Yesterday, I went to Salop. England’s forgotten county.
I’m showing off. The name Salop no longer exists. It’s the former name of the English county now known as Shropshire.
Shropshire, whatever name you want to call it by, may be the least known, or at least the least noticed of English counties. The word ‘least’ seems to crop up a lot in any discussion of Shropshire.
Even the county town, Shrewsbury, defies universal pronunciation. There are two camps. One insists that the first syllable is ‘Shrews’, as in – well, shrews. The other demands ‘Shrows’. The only light I can shed is that the dozen locals I spoke to yesterday – as part of my intensive investigation into the matter – all fell into the ‘Shrews’ camp. Incidentally, I won’t bore you with the origin of the name, or we’ll be here for several hours. It’s something to do with the Normans having difficulty pronouncing the Saxon name – but Google it yourself if you’re that interested. (And while we’re in trivia mode, the same French problem is why the Thames is not pronounced as it’s written.)
Nothing much seems to happen in Shropshire these days, or if it does, it’s not considered important enough to get into the newspapers or on to the television.

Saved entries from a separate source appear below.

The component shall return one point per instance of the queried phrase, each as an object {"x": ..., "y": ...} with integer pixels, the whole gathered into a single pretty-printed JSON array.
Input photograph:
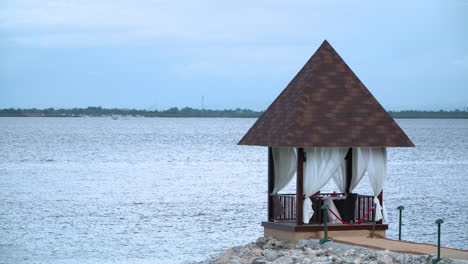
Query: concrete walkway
[{"x": 402, "y": 246}]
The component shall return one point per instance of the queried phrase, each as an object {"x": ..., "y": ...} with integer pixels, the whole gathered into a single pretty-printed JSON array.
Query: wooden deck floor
[{"x": 291, "y": 226}]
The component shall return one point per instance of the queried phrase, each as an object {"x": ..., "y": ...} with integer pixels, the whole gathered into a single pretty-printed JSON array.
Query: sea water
[{"x": 163, "y": 190}]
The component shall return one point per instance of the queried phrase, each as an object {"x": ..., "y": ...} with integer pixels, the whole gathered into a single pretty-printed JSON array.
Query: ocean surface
[{"x": 162, "y": 190}]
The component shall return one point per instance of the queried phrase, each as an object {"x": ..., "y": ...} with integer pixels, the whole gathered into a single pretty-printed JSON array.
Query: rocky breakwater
[{"x": 270, "y": 250}]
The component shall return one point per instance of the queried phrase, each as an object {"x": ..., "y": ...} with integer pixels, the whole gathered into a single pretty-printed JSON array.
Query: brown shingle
[{"x": 326, "y": 105}]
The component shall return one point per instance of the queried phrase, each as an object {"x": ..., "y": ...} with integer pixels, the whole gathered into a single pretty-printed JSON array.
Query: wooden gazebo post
[
  {"x": 300, "y": 186},
  {"x": 271, "y": 183}
]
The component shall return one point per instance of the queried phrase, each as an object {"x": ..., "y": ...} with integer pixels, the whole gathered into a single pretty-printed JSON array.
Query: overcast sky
[{"x": 162, "y": 53}]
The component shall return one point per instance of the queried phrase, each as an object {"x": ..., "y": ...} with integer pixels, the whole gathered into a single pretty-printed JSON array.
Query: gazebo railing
[{"x": 284, "y": 207}]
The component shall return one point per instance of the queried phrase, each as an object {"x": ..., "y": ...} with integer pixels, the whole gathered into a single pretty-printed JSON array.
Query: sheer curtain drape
[
  {"x": 340, "y": 176},
  {"x": 284, "y": 160},
  {"x": 376, "y": 171},
  {"x": 320, "y": 166},
  {"x": 360, "y": 163}
]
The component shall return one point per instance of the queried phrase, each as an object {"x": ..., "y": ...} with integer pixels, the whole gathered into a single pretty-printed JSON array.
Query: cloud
[
  {"x": 119, "y": 21},
  {"x": 461, "y": 61}
]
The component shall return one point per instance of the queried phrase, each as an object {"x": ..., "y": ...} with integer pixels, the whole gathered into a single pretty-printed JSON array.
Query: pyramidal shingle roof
[{"x": 326, "y": 105}]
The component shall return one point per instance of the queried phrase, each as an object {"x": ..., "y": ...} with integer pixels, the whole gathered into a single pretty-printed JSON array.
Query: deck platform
[{"x": 289, "y": 230}]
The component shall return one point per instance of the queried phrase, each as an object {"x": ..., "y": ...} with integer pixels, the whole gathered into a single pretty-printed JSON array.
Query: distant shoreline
[{"x": 191, "y": 112}]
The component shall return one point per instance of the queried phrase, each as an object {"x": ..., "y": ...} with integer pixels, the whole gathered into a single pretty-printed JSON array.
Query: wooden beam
[
  {"x": 380, "y": 200},
  {"x": 349, "y": 169},
  {"x": 299, "y": 186},
  {"x": 314, "y": 228},
  {"x": 271, "y": 182}
]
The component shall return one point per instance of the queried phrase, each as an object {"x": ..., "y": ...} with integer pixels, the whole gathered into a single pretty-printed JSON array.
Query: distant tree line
[
  {"x": 99, "y": 111},
  {"x": 191, "y": 112}
]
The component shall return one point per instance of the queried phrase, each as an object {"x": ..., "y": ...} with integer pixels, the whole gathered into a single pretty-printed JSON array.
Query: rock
[
  {"x": 320, "y": 252},
  {"x": 301, "y": 244},
  {"x": 259, "y": 261},
  {"x": 385, "y": 259},
  {"x": 261, "y": 241},
  {"x": 270, "y": 254},
  {"x": 283, "y": 260},
  {"x": 310, "y": 253},
  {"x": 350, "y": 253}
]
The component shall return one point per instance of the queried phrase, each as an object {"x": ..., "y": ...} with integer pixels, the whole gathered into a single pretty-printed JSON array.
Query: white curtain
[
  {"x": 360, "y": 164},
  {"x": 376, "y": 172},
  {"x": 340, "y": 176},
  {"x": 284, "y": 160},
  {"x": 320, "y": 166}
]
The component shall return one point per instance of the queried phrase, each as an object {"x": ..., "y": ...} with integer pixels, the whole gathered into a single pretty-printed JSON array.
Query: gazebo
[{"x": 325, "y": 125}]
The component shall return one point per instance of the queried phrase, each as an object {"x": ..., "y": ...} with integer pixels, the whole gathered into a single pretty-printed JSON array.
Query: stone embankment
[{"x": 270, "y": 250}]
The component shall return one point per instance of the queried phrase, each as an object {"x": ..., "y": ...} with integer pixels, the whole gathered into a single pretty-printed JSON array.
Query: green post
[
  {"x": 438, "y": 222},
  {"x": 401, "y": 208},
  {"x": 325, "y": 224}
]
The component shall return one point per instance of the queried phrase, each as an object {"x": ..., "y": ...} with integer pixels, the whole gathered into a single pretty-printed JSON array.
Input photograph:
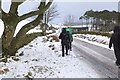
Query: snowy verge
[
  {"x": 98, "y": 40},
  {"x": 42, "y": 59}
]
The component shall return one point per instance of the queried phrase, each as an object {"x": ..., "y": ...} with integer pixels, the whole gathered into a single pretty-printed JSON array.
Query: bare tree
[
  {"x": 51, "y": 13},
  {"x": 11, "y": 44}
]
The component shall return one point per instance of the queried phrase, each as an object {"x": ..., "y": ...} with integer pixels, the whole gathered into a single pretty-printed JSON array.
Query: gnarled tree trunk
[{"x": 11, "y": 44}]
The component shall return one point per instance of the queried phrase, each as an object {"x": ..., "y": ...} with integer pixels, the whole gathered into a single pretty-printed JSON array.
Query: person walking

Nothing much, that is, unless you count the annual sweet pea festival. That is held every year in the village of Wem (the shortest town name in England, by the way, though the title is shared with a few others). The sweet pea, I’ve learned through extensive research, was developed by one Henry Eckford, a Shropshire gardener, who spent years developing hybrids from pea plants until he came up with the one that carries the sweet fragrance which we now love or hate, according to taste. (I’m in the hate camp.)
Even many Britons are only vaguely aware of where Shropshire is. I was among them until yesterday. I can now offer enlightenment. It is England’s most westerly county, the one that motorists from the east pass through, usually without stopping – or, even worse, without noticing – on their way to holiday locations in North Wales. Such anonymity – “that place you go through on the way to Wales” – may qualify as the very pinnacle of ignominy.
But wait! There is more to Shropshire, much more, than meets the eye through the window of a speeding car. Shropshire can claim to be the birthplace of the industrial revolution.
Abraham Darby’s famous iron bridge, the first of its kind, still spans the gorge in the town of (you guessed it) Ironbridge. It is, I have read, an English tourist attraction ranked not far behind Stonehenge. Darby, along with Thomas Telford, was a pioneer of bridges made of iron fired by coke, which created a metal freer of impurities than those made with charcoal. The prolific Telford, a Scot, would build forty such bridges in Shropshire alone.
Shropshire can also boast the world’s first multi-storied, iron-frame building – in other words, the world’s first skyscraper. This is the flax mill at Ditherington (still standing, and no, I did not make the name up). So, next time you find yourself gazing up at the Empire State Building or the Sears Tower, think of the debt it owes to a place called Ditherington.
I found something else unique about Shropshire. It is home to the headquarters of the British Hedgehog Preservation Society. Sadly, that honour may not be claimed for much longer because Britain’s hedgehog population is falling rapidly and the hedgehog may be on the brink of extinction. It seems that these curious and absent-minded creatures have, among their various failings, yet to acquire the habit of looking both ways before crossing a road. Perhaps the BHPS should hold remedial classes.
American readers might also like to know that Joe Louis was a resident of Shropshire for a time during the Second World War. The so-called Brown Bomber was a popular figure in the village pub near his base in north Shropshire, largely as a result of allowing fellow-patrons to punch him in the solar plexus, with a drink as the wager. Joe did most of the drinking, by all accounts.
So there you have it, England’s least celebrated, least visible, and least known county.
Seriously, though, I’ll say this for Shropshire. It is pastoral and calming. I’ll rest my case by quoting from A. E. Housman’s famously haunting (and pessimistic) collection of poems, A Shropshire Lad:
Into my heart an air that kills
From you far country blows:
What are those blue remembered hill,
What spires, what farms are those?
That is the land of lost content,
I see it shining plain,
The happy highways where I want,
And cannot come again.
So, next time you ‘pass through’ Shropshire, take a detour to see the place. I plan to.
Thank you for this Rant. Most entertaining to help lighten the day.
Mine too. I’d say Shropshire ranks with Vermont: beautiful and all but forgotten – as I’m sure the natives wish it.
FYI There is a Shrewsbury VT. a few miles up the road
Proves my point, I’d say. m How’s it pronounced in Vermont?
JJ – Did you mean “most westerly”? Doesn’t Cornwall get a look in? (Or did your hyphens get put in the wrong place?)
You’re quite right, I’d forgotten about Cornwall. But then many Cornish people think of themselves as Cornish first, English second, so to hell with them.